Инга одним движением сбросила с себя халат, легла Максимова, обхватила напрягшиеся было плечи я прошептала, щекоча ухо горячим дыханием:
– Глупый, расслабься и лежи. Старайся дышать со мной в такт. Ни о чем не думай. Грейся и дыши.
Максимов вздрогнул – такой жар пошел внутрь от ее тела, – и с трудом сделал первый вдох. Через несколько мгновений голова пошла кругом, показалось, что они стали одним целым...
Она сжала мочку его уха губами, что-то прошептала и скользнула вбок.
Максимов с трудом открыл глаза.
– Что? – Тело стало невесомым, оно помнило жаркую тяжесть тела Инги.
– Не умер? – По голосу он догадался, что она улыбается.
– Больной скорее жив, чем мертв. – Максимов приподнялся на локте, попытался разглядеть ее лицо, но в комнате было совершенно темно.
– Магия любви, как изволил выразиться Кротов. Сейчас продолжим курс лечения. – Ее мягкие пальцы скользнули по его бедру.
– Инга.
– Что? – Пальцы замерли на полдороги. – Что-то не так?

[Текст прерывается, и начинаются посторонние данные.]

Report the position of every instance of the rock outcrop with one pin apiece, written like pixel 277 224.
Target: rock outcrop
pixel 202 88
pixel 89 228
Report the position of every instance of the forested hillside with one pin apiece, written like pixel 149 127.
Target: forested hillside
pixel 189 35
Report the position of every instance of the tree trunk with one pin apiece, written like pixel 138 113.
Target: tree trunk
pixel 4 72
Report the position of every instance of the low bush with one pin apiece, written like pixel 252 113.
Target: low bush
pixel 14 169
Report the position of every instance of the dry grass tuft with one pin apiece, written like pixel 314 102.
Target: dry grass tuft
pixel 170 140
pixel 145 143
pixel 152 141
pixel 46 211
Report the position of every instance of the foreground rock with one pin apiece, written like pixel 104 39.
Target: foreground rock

– У меня и так проблем – выше крыши.
– Не бойся, нашу пасторальную идиллию с Кротовым ты не разрушишь. Он сам все решил. И не делай вид, что это для тебя новость.
– Допустим. А почему?
– Не знаю. Сегодня проснулась, он сидит у окна. Глаза, как у умирающей собаки. Сказал, что больше так не может, попросил... Короче, стандартный вариант: «Останемся друзьями».
– Ясно. – Максимов откинулся на подушку. "Гаврилов – сука! Психолог хренов... Я же видел у Кротова на столе фотографию жены. Инга на нее похожа.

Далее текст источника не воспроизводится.